= Beihai Commandery =

Historic commandery of China

Beihai Commandery (北海郡) was a historical commandery of China, located in present-day northern Shandong province.

Beihai was created during Emperor Jing of Han's reign. According to Zhou Zhenhe, Beihai was likely established on six counties from Jiaoxi Kingdom, and gradually expanded its borders over the rest of Western Han as marquessates from neighboring kingdoms were added to the commandery. In late Western Han, it covered 26 counties and marquessates: Yingling (營陵), Jukui (劇魁), Anqiu (安丘), Zhi (瓡), Chunyu (淳于), Yi (益), Pingshou (平壽), Ju (劇), Duchang (都昌), Pingwang (平望), Pingdi (平的), Liuquan (柳泉), Shouguang (壽光), Lewang (樂望), Rao (饒), Zhen (斟), Sangdu (桑犢), Pingcheng (平城), Mixiang (密鄉), Yangshi (羊石), Ledu (樂都), Shixiang (石鄉), Shangxiang (上鄉), Xincheng (新成), Chengxiang (成鄉) and Jiaoyang (膠陽). The population in 2 AD was 593,159, or 127,000 households.

In early Eastern Han, the neighboring commanderies Zichuan, Gaomi and Jiaodong were merged into Beihai. In 52, it became a kingdom, and was gifted to Liu Xing (劉興), who was the adopted son of Liu Zhong (劉仲), a brother of the Emperor Guangwu, as his fief. His descendants held the kingdom until 206, when it was converted to a commandery again. The Book of Later Han recorded 7 kings of Beihai:

- Liu Xing (興), King Jing (靖) of Beihai, 52–65;
- Liu Mu (睦), King Jing (敬) of Beihai, 65–76;
- Liu Ji (基), King Ai (哀) of Beihai, 76–90;
- Liu Wei (威), 90–97;
- Liu Pu (普), King Qing (頃) of Beihai, 107–125;
- Liu Yi (翼), King Gong (恭) of Beihai, 125–140;
- King Kang (康) of Beihai, 140–?

In 140 AD, the kingdom administered 18 counties and marquessates: Ju, Yingling, Pingshou, Duchang, Anqiu, Chunyu, Pingchang (平昌), Zhuxu (朱虛), Dong'anping (東安平), Gaomi (高密), Chang'an (昌安), Yi'an (夷安), Jiaodong (膠東), Jimo (即墨), Zhuangwu (壯武), Xiami (下密) and Ting (挺).

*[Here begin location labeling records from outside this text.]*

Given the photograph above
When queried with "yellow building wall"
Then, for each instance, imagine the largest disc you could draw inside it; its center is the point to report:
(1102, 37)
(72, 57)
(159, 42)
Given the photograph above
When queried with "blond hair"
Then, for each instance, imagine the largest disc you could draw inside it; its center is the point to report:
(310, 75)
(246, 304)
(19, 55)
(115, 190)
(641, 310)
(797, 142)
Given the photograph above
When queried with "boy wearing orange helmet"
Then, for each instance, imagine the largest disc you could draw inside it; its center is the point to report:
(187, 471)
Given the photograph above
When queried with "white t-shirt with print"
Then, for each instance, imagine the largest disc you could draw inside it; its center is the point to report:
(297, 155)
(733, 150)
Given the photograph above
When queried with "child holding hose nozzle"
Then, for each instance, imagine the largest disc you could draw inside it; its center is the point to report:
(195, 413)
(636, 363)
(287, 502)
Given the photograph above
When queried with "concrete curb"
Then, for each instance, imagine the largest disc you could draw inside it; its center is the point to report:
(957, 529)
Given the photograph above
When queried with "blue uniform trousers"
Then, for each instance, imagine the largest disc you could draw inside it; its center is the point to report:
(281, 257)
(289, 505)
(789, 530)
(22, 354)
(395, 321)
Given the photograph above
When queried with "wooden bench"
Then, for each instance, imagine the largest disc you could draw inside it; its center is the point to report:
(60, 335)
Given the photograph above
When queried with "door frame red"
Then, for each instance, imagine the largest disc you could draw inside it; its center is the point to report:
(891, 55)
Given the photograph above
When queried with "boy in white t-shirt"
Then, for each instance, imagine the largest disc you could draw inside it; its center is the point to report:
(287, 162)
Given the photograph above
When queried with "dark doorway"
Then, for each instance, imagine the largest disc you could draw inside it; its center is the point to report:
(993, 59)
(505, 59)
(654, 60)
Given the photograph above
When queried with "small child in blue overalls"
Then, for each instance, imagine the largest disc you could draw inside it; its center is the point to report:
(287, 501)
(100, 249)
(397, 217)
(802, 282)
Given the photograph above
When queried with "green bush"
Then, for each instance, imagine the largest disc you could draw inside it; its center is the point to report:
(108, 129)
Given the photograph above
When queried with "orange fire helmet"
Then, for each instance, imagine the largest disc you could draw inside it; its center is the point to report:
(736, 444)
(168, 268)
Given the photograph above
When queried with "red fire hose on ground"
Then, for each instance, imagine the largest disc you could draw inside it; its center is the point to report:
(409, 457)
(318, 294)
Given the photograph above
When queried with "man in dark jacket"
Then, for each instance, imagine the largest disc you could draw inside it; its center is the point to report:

The population was 853,604, or 158,641 households. ] Kong Rong was a noted governor during the Late Han dynasty - he later surrendered the territory to Yuan Tan.

From Cao Wei to Jin dynasties, Beihai's territory was much reduced, as a number of new commanderies including Gaomi, Chengyang (城陽) and Pingchang was created. In Liu Song dynasty, Beihai covered 6 counties (Duchang, Jiaodong, Ju, Jimo, Xiami, Pingshou) and had a population of 35,995, in 3,968 households. During Emperor Ming of Song's reign, the region was conquered by Northern Wei along with the rest of Song territories north of Huai River. The commandery was abolished in early Sui dynasty.

In Sui and Tang dynasties, Beihai Commandery became an alternative name of Qing Prefecture. In 741, there were 7 counties, namely Yidu, Linzi, Qiansheng (千乘), Shouguang, Linqu, Bochang (博昌) and Beihai. The population was 402,704, in 73,148 households.